Gene Delivery and Reprogramming
Stemgent has developed an alternative to electroporation and also an alternative to the reagents currently on the market—some of them aren't able to transfect difficult-to-transfect cell lines or have toxicity issues, said Kerry Mahon, Ph.D., senior scientist/manager of scientific development, who spoke at the International Society for Stem Cell Research's annual meeting in Toronto.
The company offers two sets of transfection reagents, one for DNA and another for RNA. The DNA reagent is based on cationic polymer technology from MIT. Stemgent offers three DNA reagents, said Dr. Mahon, one for mouse embryonic stem cells (ES cells), another for human ES cells, and a third more broadly applicable reagent.
“Using the human reagent as an example, we have shown significantly higher transfection efficiency than other commercial reagents, and with a better toxicity profile.”
The RNA product is a lipid-based reagent, again based on MIT-developed technology. It works with all RNA types (mRNA, siRNA, and miRNA) according to Dr. Mahon. “We are seeing levels of transfection of 95 to 100 percent with no toxicity. We are also able to do repeat transfection with mRNA day after day.”
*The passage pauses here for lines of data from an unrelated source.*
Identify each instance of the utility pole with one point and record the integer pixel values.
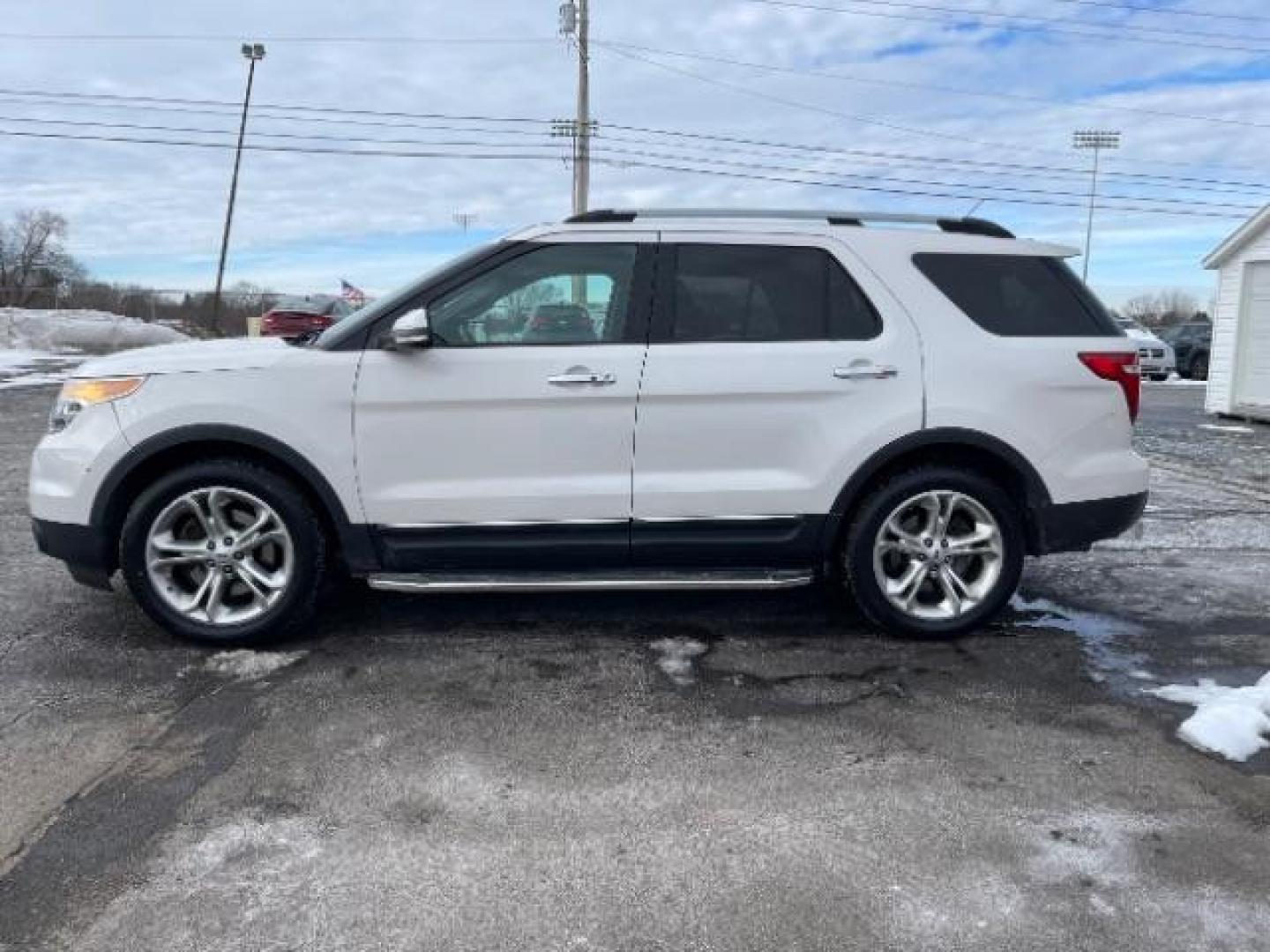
(1097, 140)
(576, 22)
(253, 52)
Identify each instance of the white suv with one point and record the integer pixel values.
(900, 405)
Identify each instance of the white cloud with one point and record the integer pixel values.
(149, 211)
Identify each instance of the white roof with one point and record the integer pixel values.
(1238, 238)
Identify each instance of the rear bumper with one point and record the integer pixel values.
(1073, 527)
(88, 553)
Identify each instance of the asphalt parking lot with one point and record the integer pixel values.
(673, 772)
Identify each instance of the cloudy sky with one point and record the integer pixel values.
(897, 104)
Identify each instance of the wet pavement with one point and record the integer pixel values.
(634, 772)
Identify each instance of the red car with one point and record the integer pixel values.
(296, 316)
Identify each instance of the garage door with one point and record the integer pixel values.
(1252, 361)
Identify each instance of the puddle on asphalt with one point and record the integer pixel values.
(1110, 660)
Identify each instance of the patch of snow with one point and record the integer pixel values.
(676, 658)
(34, 380)
(1233, 723)
(1100, 637)
(247, 664)
(1226, 428)
(94, 331)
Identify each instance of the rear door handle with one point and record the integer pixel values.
(865, 372)
(574, 376)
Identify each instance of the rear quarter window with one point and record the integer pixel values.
(1018, 296)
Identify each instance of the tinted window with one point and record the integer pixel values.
(556, 294)
(1019, 296)
(758, 292)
Stemgent modulates immune systems response using DAPr (differentiation-associated-protein).
A persistent challenge in transfection is in vivo delivery of siRNA using a non-viral reagent. Speaking at the American Society of Cell and Gene Therapy Conference annual meeting, Anne-Laure Bolcato-Bellemin, Ph.D., in vivo research manager at Polyplus-transfection, reviewed research showing the successful delivery of active modified siRNA to treat cancer.
Polyplus has developed a new class of interfering RNAs (Sticky SIRNA™). The technology involves extending the 3'-overhangs of siRNAs with short complementary (dA)/(dT) 3' sequences, which are able to form long double-stranded RNA concatemers in the presence of linear polyethylenimine (PEI).
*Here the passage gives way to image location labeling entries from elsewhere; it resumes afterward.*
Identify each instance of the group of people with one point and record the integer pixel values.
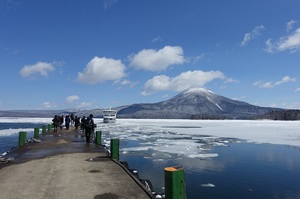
(86, 124)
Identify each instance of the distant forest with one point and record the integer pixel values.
(273, 115)
(281, 115)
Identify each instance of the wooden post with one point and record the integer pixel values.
(174, 183)
(36, 132)
(49, 127)
(98, 137)
(44, 129)
(22, 138)
(114, 148)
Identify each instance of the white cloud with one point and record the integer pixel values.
(109, 3)
(83, 105)
(287, 43)
(181, 82)
(156, 39)
(42, 68)
(157, 60)
(251, 35)
(70, 99)
(99, 70)
(285, 79)
(48, 105)
(290, 25)
(291, 42)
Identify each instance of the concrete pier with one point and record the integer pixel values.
(62, 166)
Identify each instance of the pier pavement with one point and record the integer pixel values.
(63, 166)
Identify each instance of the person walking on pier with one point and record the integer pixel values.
(89, 127)
(67, 122)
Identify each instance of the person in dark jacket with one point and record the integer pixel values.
(67, 122)
(89, 127)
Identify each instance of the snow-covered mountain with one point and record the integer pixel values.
(197, 103)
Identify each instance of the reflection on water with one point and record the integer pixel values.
(241, 170)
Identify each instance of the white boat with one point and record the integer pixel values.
(109, 115)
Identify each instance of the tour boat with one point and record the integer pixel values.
(109, 115)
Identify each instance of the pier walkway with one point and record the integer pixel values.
(64, 166)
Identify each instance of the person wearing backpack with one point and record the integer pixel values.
(89, 127)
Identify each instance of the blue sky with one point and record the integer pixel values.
(62, 54)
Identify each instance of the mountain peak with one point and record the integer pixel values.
(197, 90)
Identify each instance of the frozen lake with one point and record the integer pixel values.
(221, 159)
The concatemers form stable nanoparticles reminiscent of DNA/PEI complexes. Sticky SIRNA shows higher stability in the presence of serum or blood as well as higher silencing efficiency in preclinical models, as compared to nonoligomerized siRNAs, Dr. Bolcato-Bellemin said. In addition, PEI protects siRNA against degradation and induction of a pro-inflammatory response.
“We showed that Sticky SIRNAs targeting the cell-cycle progression are able to inhibit metastasis proliferation. In addition, a synergy effect between siRNA-based therapy and chemotherapy was observed, allowing the use of lower doses of chemotherapy drug and siRNA. We were able to inhibit tumor progression by more than 70 percent in a metastasis lung cancer model using low amount of siRNA (1.6 mg/kg). We had previously shown that this technology was able to inhibit disseminated prostate metastasis in the peritoneal cavity.”
Sticky SIRNAs would seem to be promising drug candidates for a wide variety of pathologies and can be applied through systemic as well as local applications, according to the company. “The technology could be used to deliver any therapeutic siRNA and does not need any specific chemical modification to avoid an immune system induction as well as an extensive degradation.”
Delivery still remains the main issue for therapeutic siRNAs, said Dr. Bolcato-Bellemin. “In addition to the Sticky SIRNA technology, Polyplus developed a new class of modified siRNAs, SIRNAPLUS™, which are reportedly able to efficiently silence target genes using the RNAi mechanism. Self delivering into cells and intrinsically being able to cross the biological barriers in tissue, SIRNAPLUS are also high potential drug candidates for systemic and local administration.”
Enhanced Ease of Use and Scalability
Demand from the pharmaceutical industry for easier-to-use, readily scalable transfection platforms began spiking about three years ago, said James Brady, Ph.D., director of technical applications at MaxCyte, which has long had an electroporation-based transfection platform (MaxCyte GT) for use in the clinic.
“We're seeing interest not just for protein production, but also for developing cell-based assays. Many are using these systems to load GPCR, ion channels, and other drug targets into cells. It's seen primarily as a way to sidestep the labor-intensive process you go through to make a stable cell line.”
Leveraging its clinical experience, MaxCyte developed MaxCyte STX for preclinical applications and ease of use.
Electroporation protocols have been optimized for cell types and loaded on the platform, eliminating the need to fiddle with electrical parameters such as voltage, pulse shape, and pulse size, he noted. “We have a drop-down menu with three dozen cell types; you simply select a cell type and then select a scale.”
The STX can transfect as few as half a million cells or up to 10 billion cells in a single batch. “In a few hours time you can produce 10 billion cells, get them into culture, and that's enough to give you milligram quantities of protein in a couple of weeks.” The system also handles a wide variety of cell types, including insect cells.
A major trend, added Dr. Brady, is growing interest in transfecting physiologically relevant cells that are going to give the proper post-translational modifications. “Being able to transfect the cells efficiently and still maintain good viability and make minimal perturbations to the normal physiology of the cell is very critical to a lot of our customers.”